ピアノを演奏するためには、腕全体の動きが必要です。その腕全体の”唯一の土台”の関節が肩甲上腕関節です。そして、肩甲上腕関節は肩甲骨の一部が担います。
つまり、肩甲骨が自在に動ける事は、腕が自在に動けることの必要条件となります。
さて、肩甲骨の本来の仕事を考えてみます。
ダーウィンの進化論を支持するとするならば、我々は四足獣から進化し、二足歩行になったと考えられます。四足獣の前脚の役割は、時には獲物を捕らえるといった事にも使われるかもしれませんが、基本的には「体重を支える役割」を持ちます。お時間がございましたら博物館に行かれて、骨格標本を観察なさってください。多くの四足獣において、肩甲骨は地面に対して垂直の方向にあります。
このことはつまり、地面に対して垂直に位置される肩甲骨は、前脚で体重を支えるのに都合の良い角度にあるといえます。
しかしながら人間は、二足歩行を選び、前脚=腕で体重を支えることがなくなりました、このため肩甲骨は、地面に対して垂直である必要は無くなりました。
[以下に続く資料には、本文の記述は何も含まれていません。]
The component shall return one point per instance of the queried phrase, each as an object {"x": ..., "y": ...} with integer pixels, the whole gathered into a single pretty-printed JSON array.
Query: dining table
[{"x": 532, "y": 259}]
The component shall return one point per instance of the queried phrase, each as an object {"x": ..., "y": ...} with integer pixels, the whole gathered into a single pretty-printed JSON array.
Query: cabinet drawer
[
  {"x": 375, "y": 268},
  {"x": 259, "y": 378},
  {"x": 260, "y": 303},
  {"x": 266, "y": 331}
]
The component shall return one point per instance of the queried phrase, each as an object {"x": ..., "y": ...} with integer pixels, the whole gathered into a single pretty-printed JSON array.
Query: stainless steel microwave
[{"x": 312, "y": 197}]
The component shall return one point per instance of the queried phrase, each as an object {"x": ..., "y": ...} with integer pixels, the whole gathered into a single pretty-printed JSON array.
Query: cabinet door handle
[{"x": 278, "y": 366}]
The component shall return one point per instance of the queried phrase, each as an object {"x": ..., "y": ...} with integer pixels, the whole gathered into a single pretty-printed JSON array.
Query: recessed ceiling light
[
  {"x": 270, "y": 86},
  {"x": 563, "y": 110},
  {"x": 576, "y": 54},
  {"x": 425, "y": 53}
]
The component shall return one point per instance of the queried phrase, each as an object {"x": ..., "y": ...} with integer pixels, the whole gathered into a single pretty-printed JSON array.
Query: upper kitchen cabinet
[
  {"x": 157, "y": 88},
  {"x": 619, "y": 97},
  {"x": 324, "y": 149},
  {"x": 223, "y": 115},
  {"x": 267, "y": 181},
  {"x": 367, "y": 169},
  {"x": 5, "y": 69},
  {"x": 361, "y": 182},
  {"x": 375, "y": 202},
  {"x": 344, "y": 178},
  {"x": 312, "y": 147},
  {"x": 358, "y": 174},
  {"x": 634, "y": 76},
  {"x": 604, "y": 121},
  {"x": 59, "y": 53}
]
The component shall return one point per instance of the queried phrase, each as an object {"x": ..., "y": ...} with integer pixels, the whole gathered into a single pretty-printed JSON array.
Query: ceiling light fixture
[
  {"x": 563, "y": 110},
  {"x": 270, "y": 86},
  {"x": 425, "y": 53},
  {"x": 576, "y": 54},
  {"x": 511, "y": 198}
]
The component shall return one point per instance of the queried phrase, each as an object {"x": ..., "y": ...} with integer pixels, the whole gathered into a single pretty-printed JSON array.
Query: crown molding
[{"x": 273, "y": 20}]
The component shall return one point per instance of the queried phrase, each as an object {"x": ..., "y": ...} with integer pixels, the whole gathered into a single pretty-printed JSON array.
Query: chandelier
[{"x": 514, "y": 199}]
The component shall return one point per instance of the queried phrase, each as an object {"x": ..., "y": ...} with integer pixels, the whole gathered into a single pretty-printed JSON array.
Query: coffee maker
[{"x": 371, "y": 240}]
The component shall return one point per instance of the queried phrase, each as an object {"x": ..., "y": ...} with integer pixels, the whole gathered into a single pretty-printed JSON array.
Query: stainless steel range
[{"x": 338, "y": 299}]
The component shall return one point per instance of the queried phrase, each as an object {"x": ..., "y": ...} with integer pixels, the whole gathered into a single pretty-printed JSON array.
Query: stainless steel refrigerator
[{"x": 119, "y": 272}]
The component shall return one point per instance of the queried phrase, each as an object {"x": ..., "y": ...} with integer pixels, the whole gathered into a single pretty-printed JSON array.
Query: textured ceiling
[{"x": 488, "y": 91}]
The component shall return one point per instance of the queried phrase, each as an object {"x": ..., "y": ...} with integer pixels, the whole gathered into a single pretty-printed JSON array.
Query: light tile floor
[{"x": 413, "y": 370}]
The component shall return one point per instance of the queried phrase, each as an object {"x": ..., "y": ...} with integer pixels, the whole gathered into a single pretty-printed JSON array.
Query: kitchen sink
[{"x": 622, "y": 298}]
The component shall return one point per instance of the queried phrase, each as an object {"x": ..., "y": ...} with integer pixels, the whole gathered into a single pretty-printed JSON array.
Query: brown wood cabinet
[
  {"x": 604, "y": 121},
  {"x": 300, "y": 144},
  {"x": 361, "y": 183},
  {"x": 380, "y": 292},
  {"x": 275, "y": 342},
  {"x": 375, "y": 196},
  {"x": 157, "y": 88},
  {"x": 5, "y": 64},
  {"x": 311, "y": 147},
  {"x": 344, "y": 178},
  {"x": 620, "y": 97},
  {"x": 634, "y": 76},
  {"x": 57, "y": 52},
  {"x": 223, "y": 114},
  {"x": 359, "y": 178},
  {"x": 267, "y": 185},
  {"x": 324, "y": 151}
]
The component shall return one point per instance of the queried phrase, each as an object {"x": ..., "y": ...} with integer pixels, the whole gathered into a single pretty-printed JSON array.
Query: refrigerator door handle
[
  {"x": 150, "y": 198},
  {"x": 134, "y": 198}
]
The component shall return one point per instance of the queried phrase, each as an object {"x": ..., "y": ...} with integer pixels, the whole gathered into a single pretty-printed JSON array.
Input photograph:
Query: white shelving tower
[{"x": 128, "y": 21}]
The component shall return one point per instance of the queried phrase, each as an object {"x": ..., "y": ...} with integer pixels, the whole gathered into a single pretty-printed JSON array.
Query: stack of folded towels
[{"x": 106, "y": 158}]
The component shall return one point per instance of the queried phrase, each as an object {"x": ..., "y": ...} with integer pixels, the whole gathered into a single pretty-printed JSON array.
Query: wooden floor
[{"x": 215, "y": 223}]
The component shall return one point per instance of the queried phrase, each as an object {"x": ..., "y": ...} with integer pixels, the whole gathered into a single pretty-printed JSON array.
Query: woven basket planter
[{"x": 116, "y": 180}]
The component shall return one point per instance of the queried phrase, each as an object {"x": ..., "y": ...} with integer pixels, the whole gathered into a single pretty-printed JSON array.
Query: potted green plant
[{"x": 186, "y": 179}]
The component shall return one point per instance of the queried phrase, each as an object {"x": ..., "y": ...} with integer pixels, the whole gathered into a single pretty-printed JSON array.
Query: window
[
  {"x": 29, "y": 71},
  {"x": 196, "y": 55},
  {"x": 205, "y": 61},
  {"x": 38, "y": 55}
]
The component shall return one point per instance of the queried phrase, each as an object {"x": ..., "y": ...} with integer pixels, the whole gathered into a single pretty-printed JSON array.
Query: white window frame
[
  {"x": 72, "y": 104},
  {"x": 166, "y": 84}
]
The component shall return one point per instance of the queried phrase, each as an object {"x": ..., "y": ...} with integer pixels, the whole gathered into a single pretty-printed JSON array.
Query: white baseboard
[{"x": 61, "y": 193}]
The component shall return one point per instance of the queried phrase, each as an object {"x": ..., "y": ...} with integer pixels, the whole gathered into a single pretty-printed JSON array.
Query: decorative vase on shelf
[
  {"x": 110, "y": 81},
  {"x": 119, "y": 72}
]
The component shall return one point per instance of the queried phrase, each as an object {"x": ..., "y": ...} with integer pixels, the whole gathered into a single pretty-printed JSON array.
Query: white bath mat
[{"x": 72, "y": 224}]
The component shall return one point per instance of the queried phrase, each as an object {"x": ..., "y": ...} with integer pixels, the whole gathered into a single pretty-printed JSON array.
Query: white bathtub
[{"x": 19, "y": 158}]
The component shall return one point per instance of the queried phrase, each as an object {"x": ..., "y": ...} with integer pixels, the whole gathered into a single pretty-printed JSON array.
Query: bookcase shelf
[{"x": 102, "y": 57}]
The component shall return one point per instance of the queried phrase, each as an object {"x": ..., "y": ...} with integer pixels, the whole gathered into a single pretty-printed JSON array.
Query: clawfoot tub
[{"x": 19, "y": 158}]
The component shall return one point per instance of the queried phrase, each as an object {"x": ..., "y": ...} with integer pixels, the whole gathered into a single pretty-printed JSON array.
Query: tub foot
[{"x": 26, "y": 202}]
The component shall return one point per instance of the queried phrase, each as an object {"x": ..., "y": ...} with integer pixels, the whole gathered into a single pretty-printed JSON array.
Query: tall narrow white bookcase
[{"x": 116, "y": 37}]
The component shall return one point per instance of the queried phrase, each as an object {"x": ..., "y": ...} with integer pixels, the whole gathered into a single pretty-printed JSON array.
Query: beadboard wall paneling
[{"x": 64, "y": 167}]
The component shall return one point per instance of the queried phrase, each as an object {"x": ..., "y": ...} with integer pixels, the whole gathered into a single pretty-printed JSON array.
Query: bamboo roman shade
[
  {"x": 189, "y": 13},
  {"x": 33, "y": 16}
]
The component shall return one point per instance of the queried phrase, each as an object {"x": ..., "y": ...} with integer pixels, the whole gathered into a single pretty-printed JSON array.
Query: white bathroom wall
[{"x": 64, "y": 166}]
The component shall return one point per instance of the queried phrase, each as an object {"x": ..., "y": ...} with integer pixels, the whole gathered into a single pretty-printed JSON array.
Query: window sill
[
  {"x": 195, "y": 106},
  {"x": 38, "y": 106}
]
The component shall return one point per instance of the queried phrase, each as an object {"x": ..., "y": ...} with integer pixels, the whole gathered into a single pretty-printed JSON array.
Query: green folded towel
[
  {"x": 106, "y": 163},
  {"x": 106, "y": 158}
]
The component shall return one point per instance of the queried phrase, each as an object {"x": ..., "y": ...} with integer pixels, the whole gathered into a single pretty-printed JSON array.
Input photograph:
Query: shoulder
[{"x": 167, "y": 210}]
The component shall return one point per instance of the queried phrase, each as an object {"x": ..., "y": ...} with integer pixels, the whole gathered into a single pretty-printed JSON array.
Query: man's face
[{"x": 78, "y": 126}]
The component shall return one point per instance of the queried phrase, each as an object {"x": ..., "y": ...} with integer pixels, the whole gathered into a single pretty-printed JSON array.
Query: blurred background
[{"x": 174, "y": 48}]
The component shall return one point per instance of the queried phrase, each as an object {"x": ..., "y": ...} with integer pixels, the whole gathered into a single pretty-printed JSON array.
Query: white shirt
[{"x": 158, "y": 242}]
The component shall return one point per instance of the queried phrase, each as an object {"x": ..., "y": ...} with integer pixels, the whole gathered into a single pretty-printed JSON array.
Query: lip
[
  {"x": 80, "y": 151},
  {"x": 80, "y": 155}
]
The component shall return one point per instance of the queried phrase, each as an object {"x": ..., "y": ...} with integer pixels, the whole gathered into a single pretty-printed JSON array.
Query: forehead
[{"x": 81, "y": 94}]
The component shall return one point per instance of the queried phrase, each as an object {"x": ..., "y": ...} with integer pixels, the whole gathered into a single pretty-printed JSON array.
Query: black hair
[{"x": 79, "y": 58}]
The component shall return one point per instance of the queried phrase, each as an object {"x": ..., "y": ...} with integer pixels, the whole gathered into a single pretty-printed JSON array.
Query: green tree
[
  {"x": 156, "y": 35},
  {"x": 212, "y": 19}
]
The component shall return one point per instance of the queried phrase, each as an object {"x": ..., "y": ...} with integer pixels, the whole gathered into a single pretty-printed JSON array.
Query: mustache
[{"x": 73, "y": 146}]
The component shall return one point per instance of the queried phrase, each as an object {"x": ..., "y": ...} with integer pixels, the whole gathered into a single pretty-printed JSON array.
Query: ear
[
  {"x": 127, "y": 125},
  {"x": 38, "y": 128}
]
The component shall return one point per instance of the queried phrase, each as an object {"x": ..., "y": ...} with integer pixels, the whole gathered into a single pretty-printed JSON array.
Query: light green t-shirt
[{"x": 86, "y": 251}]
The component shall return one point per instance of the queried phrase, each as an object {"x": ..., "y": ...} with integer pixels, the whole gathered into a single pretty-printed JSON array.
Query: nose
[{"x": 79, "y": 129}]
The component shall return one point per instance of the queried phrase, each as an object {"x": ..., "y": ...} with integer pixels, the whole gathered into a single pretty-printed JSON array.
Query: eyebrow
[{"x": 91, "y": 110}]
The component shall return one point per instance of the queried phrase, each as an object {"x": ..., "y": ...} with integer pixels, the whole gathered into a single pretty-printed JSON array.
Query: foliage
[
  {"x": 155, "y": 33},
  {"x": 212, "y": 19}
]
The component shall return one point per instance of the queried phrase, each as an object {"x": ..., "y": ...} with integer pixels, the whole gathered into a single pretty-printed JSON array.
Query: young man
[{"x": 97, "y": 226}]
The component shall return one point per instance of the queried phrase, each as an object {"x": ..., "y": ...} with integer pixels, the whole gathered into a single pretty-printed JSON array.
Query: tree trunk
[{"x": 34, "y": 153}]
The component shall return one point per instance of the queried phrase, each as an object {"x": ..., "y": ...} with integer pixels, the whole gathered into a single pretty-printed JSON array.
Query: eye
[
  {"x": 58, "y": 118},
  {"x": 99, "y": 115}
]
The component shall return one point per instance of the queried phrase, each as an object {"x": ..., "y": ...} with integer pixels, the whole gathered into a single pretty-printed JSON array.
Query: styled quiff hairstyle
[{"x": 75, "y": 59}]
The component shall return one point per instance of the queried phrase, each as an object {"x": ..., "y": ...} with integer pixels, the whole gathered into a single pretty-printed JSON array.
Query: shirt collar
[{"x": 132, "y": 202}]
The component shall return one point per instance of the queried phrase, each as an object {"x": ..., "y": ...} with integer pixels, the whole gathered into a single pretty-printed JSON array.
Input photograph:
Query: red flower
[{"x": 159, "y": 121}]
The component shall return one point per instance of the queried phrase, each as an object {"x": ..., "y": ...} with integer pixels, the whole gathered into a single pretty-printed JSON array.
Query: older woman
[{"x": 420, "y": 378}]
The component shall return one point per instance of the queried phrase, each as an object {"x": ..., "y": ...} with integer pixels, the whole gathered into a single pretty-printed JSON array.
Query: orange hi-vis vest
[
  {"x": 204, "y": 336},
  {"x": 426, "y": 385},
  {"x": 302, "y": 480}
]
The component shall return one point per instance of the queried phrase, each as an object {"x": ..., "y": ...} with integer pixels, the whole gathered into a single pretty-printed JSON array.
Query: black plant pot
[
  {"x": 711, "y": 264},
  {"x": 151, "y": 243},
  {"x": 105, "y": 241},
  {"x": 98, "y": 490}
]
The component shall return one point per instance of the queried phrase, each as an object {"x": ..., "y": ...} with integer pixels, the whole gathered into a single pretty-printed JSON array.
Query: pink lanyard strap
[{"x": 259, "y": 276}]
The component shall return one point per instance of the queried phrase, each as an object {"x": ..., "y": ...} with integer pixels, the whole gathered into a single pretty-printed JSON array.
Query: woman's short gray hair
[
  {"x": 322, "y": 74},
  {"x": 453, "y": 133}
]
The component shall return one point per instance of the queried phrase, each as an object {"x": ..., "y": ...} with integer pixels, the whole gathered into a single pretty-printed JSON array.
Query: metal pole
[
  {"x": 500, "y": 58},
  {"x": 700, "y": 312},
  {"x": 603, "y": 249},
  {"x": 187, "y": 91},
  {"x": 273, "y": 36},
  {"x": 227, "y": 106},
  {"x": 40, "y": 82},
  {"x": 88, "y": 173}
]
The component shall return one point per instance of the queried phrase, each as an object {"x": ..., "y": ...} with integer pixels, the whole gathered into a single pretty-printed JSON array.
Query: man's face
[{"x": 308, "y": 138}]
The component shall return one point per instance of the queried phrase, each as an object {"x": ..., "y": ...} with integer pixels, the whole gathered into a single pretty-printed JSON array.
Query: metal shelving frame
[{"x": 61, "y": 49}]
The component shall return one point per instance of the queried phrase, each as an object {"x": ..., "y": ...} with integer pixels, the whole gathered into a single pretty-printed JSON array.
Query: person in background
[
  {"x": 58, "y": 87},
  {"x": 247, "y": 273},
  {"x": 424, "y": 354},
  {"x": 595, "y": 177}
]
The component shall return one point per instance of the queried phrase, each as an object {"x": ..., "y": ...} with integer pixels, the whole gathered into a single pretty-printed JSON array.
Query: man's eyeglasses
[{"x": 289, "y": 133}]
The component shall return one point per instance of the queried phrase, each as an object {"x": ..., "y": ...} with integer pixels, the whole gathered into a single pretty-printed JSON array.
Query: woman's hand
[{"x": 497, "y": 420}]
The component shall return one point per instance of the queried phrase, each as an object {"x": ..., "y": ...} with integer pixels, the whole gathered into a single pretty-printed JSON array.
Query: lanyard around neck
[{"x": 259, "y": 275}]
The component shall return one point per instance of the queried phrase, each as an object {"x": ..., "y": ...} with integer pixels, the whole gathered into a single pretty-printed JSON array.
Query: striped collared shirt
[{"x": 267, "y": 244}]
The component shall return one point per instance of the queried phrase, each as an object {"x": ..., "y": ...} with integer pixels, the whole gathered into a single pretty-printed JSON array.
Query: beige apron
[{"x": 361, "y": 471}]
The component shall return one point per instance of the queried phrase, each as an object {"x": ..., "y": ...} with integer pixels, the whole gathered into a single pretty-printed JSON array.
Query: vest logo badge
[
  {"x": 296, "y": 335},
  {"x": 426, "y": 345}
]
そして日常的に腕で様々な動きを行う中で、肩甲骨が背中の方向へ動くことにより、四足獣に例えるならば、地面と並行の方向に位置するようになりました。水平のほうが、様々な動きをしやすいためだと推測できます。
しかしながら我々の筋肉の形や走行は、地面と垂直の方向に肩甲骨があった四足獣の名残を色濃く残しています。
上記の推測から、「正しい位置でつながるための筋肉の役割は果たしていない」とのご質問の文言からは、具体的に何の筋肉の役割かは読み取れないため、適切な答えを申し上げることは難しいのですが、人間は鎖骨があるからこそ、肋骨の3次元の形状に添わせて肩甲骨を動かすことができるかと存じます。